The challenge to our supply chain

These times have been especially difficult for the U.S. meat industry, where three of the largest pork processing plants making up 15 percent of national production have shut down their operations indefinitely. As a result of consolidation in recent years, retailers attempting to supplement this shortfall are having difficulty finding alternate production facilities. To make matters worse, once they’ve found alternate sources, they often face delays exchanging and validating the required certifications to ensure that they are able to conduct business with new partners.

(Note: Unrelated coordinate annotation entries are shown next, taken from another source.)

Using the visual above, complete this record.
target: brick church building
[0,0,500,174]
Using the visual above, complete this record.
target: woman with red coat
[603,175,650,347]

Join the IBM Food Trust ecosystem for a smarter, safer, more sustainable food supply chain

Farmers are facing similar challenges in finding new abbatoirs to process their meats with shutdowns reducing the U.S. pork slaughter capacity by 40 percent. As their just-in-time production grinds to a halt, their herds (and expenses) have grown significantly. As they attempt to integrate with new partners, many operations struggle with sharing and validating their USDA and quality status certifications (Certified Humane) which are essential in justifying higher prices to support healthier practices.

Some retailers are already looking at alternative sources of meat including plant-based food makers to fill the gap, but that doesn’t provide any assurance that plant-based partners won’t face similar coronavirus disruptions, and they will still need to verify that these companies are certified by the U.S. Food and Drug Administration (FDA) and NSF International (as Certified Plant Based).

Lessons learned

If the pandemic has made anything clear, it’s that it is essential for food companies to build sophisticated contingency plans to respond quickly and safely to disruptions in their supply chain. The challenges facing the meat industry are shared by players across our global food supply chain and too often, companies struggle to meet regulatory and safety requirements when finding replacements to missing links in their supply chains, even when both parties are in compliance but can’t track down and share their paperwork.

In this high-risk environment, it’s especially important to ensure that new partners are certified and meeting quality standards to help reduce the likelihood of diseases jumping undetected from animals to humans. With 85 percent of retailers yet to digitize their operations, sharing these certifications is a major obstacle which has been made even more difficult as employees globally have been required to work remotely.

Verify your business simply

IBM Food Trust is a blockchain-enabled data-sharing platform for the food ecosystem that offers a holistic approach to streamlining this certification process with its Documents module to help store, track and share all documents. Linked to a broad network of global food supply chain members, IBM Food Trust Documents could speed up your transition to a new partner meaning less downtime and better business continuity.

For growers and producers

Facilities can upload and manage business-enabling licenses, share authorizations, and validate certifications with Food Trust Documents. Users can customize the type of document and tag by product identifiers for easy search and viewing.

For food logistics managers

Logistics organizations can store and access quality assurance data, such as testing analyses and inspection results. Conflicting or outdated documents can be easily flagged for review or renewal.

For retailers and suppliers

With increasing consumer and retailer focus on the integrity of goods, the Food Trust Documents module helps map the product journey with compliance statuses and supplier credibility.

In order to help companies and their supply chain partners remain resilient in these unpredictable times, IBM is providing no-charge access to IBM Food Trust Documents through 20 August 2020.

Helping stretched supply chains

In today’s world, certificates and related documents are essential for complex supply chains. They can help confirm that a facility is properly inspected, that products have been treated according to law, and that organizations are certified according to industry standards. However, verifying that these documents are complete, valid, and current is complicated by their abundance, complexity and variety.

In a time when supply chain disruptions are becoming more frequent and the speed at which companies can replace a broken link could make the difference between staying in business or shutting down, adopting a platform to simplify and accelerate the approval process could be a critical factor in your business’ success.